Pitfalls In Enterprise ML Strategy
Each BI strategy presentation talks about machine learning and actionable insights. It looks magical and exciting on slides, but ground reality is totally different. For many organizations, ML is coming down from peak of inflated expectations to dissatisfaction. In this article I will talk about four main pitfalls that corporate should avoid to reach target state- “data driven organization”.
Not Using ETL Tools
60% of efforts in ML are related to data preparation. Python is best language for data mining and exploration. This should be used during model building phase but should that same script deployed in production?. If your answer is “Yes” then please note this leads to complex mesh of data pipelines and soon it becomes unmanageable.
If right governance and ETL tooling is not used, then it creates tech debt.
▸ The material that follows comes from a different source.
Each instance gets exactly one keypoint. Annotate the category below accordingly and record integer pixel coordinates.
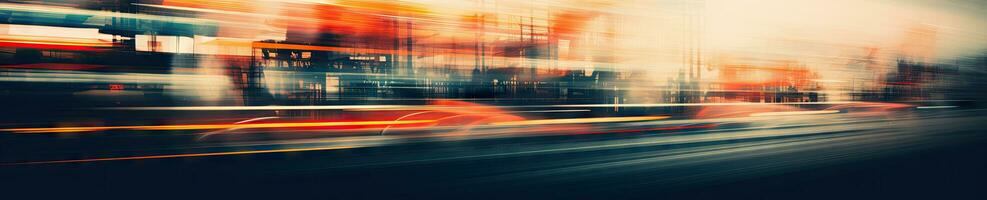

Organizations lose agility as they must spend more time in fixing data quality issues. This totally derails focusing on AI and ML.
Multiple Tools
I have seen many teams discussing about what tool to be used for which use case. Or which vendor product should be bought. Influence of vendors and preferences of tech communities within organization makes things worst. There are so many libraries, languages and vendor tools to achieve one single goal – “build models to help with predictions”. Many times, even experts fail to realize this. All it needs is selection of one single appropriate tooling. Other option is to build framework to bring it all together.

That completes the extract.